You can also get the full dataset and push it to the Hub for reproducibility and versioning:

# save full argilla dataset for reproducibility
rg.load("bankingapp_sentiment").to_datasets().push_to_hub("bankingapp_sentiment")

Finally, this is how you can train a SetFit model using data from your Argilla Space:

from sentence_transformers.losses import CosineSimilarityLoss

from setfit import SetFitModel, SetFitTrainer

# Create train test split
dataset = dataset.train_test_split()

# Load SetFit model from Hub
model = SetFitModel.from_pretrained("sentence-transformers/paraphrase-mpnet-base-v2")

# Create trainer
trainer = SetFitTrainer(
    model=model,
    train_dataset=dataset["train"],
    eval_dataset=dataset["test"],
    loss_class=CosineSimilarityLoss,
    batch_size=8,
    num_iterations=20,
)

# Train and evaluate
trainer.train()
metrics = trainer.evaluate()

As a next step, you can check the Argilla Tutorials section. All the tutorials can be run using Colab or local Jupyter Notebooks, so you can start building datasets with Argilla and Spaces!

Feedback and support#

If you have improvement suggestions or need specific support, please join Argilla Slack community or reach out on Argilla’s GitHub repository.

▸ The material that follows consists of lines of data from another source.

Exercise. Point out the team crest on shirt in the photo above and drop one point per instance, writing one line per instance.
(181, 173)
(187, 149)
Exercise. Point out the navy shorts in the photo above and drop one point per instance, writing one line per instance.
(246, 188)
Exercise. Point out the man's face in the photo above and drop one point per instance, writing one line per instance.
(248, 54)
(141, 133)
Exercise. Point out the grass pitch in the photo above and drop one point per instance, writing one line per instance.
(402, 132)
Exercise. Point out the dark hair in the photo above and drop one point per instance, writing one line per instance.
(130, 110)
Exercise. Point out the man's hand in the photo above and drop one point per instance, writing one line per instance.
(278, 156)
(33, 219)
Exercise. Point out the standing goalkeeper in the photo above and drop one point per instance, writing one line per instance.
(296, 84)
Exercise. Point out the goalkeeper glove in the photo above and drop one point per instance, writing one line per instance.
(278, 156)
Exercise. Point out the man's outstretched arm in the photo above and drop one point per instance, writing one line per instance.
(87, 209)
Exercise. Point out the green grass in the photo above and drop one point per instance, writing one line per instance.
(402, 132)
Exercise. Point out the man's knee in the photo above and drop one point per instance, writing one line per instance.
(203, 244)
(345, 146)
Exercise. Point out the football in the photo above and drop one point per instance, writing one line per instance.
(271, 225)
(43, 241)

Setting up secret environment variables#

The Space template provides a way to set up different optional settings focusing on securing your Argilla Space.

To set up these secrets, you can go to the Settings tab on your created Space. Make sure to save these values somewhere for later use.

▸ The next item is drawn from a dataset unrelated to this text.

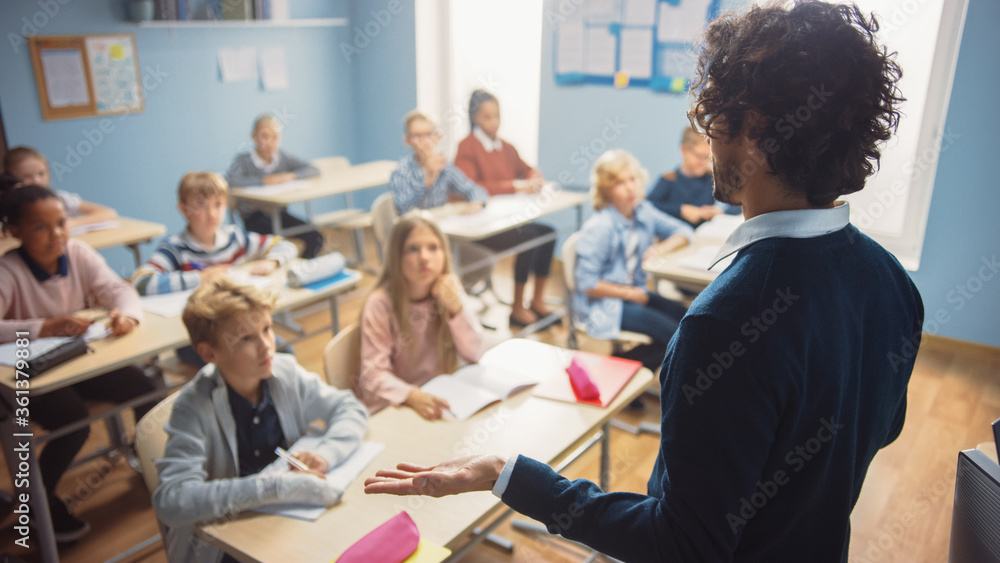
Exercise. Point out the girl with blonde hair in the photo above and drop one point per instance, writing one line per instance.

The template space has two users: team and argilla. The username team corresponds to the root user, who can upload datasets and access any workspace within your Argilla Space. The username argilla is a normal user with access to the team workspace and its own workspace called argilla.

Currently, these user names can’t be configured. The passwords and API keys to upload, read, update, and delete datasets can be configured using the following secrets:

  • ARGILLA_API_KEY: Argilla provides a Python library to interact with the app (read, write, and update data, log model predictions, etc.). If you don’t set this variable, the library and your app will use the default API key. If you want to secure your Space for reading and writing data, we recommend you to set up this variable. The API key you choose can be any string of your choice and you can check an online generator if you like.

  • ARGILLA_PASSWORD: This sets a custom password for login into the app with the argilla username. The default password is 1234. By setting up a custom password you can use your own password to login into the app.

  • TEAM_API_KEY: This sets the root user’s API key. The API key you choose can be any string of your choice and you can check an online generator if you like.

  • TEAM_PASSWORD: This sets a custom password for login into the app with the team username. The default password is 1234. By setting up a custom password you can use your own password to login into the app.

The combination of these secret variables gives you the following setup options:

  1. I want to avoid that anyone without the API keys can add, delete, or update datasets using the Python client: You need to setup ARGILLA_API_KEY and TEAM_API_KEY.

  2. Additionally, I want to avoid that the argilla username can delete datasets from the UI: You need to setup TEAM_PASSWORD and use TEAM_API_KEY with the Python Client. This option might be interesting if you want to control dataset management but want anyone to browse your datasets using the argilla user.

  3. Additionally, I want to avoid that anyone without password can browse my datasets with the argilla user: You need to setup ARGILLA_PASSWORD. In this case, you can use ARGILLA_API_KEY and/or TEAM_API_KEY with the Python Client depending on your needs for dataset deletion rights.

Additionally, the LOAD_DATASETS will let you configure the sample datasets that will be pre-loaded. The default value is single and the supported values for this variable are: 1. single: Load single datasets for TextClassification task. 2. full: Load all the sample datasets for NLP tasks (TokenClassification, TextClassification, Text2Text) 3. none: No datasets being loaded.